Original Item: Just Rediscovered; one Steyr Solothurn MP 34 (o) dummy guns found in a storage crate in the back of IMA! Fabulous Inert Display Sub Machine Guns built from all original parts on a virtually hidden solid ateel display receiver and non-functional barrel.

Produced after 1938 when Germany annexed Austria this example was produced in 1942 (shows a clear 1942 date) and bears multiple German WW2 waffenamts.

Issued in 9mm parabellum these were used by countless German troops and other Nations friendly with the Germans. This IMA example was found in Portugal in the early 1990’s.

Wonderfully constructed with prewar quality at Steyr in Austria, ventilated barrel jacket with built in magazine loader in the magazine housing complete with wood butt stock assembly.

Weapon comes with three magazines in original leather belt pouch and leather shoulder pouch containing full cleaning kit and takedown/cleaning tools as well as 30 rounds of dummy 9mm Parabellum ammunition. These were long gone from IMA more than 10 years ago after the original release from Portugal in the early 1990’s. This won’t last long because you can’t find them anywhere else!

History of the MP34

The MP34 was based on a design for the MP18 by the Rheinmetall company based in Düsseldorf. The weapon is similar in design to the MP18 Bergmann, which itself saw service towards the end of World War I.

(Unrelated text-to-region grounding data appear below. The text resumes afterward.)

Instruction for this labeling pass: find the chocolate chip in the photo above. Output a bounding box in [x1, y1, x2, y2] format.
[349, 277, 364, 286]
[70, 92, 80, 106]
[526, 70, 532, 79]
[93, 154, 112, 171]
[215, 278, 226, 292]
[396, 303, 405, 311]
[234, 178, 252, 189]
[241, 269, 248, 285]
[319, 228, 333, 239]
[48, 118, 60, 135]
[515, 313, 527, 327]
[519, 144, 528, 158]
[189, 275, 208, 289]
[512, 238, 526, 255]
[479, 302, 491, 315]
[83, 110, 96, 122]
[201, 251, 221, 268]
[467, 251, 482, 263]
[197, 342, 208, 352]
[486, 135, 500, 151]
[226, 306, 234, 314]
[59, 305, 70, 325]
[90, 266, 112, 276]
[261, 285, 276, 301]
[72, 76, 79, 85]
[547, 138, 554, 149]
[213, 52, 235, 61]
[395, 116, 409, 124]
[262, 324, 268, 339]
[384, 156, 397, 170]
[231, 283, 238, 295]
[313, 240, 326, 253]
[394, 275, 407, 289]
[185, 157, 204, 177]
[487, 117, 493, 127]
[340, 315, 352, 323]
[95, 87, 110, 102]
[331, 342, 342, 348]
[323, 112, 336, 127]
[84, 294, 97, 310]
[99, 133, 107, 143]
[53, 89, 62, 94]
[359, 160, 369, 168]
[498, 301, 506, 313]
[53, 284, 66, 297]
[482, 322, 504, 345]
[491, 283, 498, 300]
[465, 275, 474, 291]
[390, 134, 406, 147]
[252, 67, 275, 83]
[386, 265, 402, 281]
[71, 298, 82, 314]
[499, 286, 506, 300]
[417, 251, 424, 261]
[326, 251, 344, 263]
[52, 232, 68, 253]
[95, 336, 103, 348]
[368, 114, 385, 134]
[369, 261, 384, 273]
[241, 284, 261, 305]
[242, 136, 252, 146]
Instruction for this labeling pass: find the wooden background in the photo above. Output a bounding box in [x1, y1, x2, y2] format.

Restrictions on the manufacture of certain armaments within the 1919 Treaty of Versailles forbade Germany from manufacturing certain types of weapons, such as light automatic firearms (designated as SMGs with barrels in excess of four inches (102 mm) and magazines holding more than eight rounds). To circumvent the treaty, Rheinmetall acquired the Swiss company Waffenfabrik Solothurn in 1929 and began secret production of a prototype. What was to become the MP34 was originally designated ‘S1-100’ using the company’s standard naming convention.

Due to the Solothurn Company being unsuited for mass production, Rheinmetall took a controlling interest in Waffenfabrik Steyr, an established arms manufacturer in Austria. Weapons manufactured by Steyr were sold via the Zurich-based trade company Steyr-Solothurn Waffen AG to both the commercial and military markets.

The MP34 was manufactured from the very best materials available and finished to the highest possible standard. It was so well manufactured that it has often been nicknamed the "Rolls Royce of submachine guns". However, its production costs were extremely high as a consequence.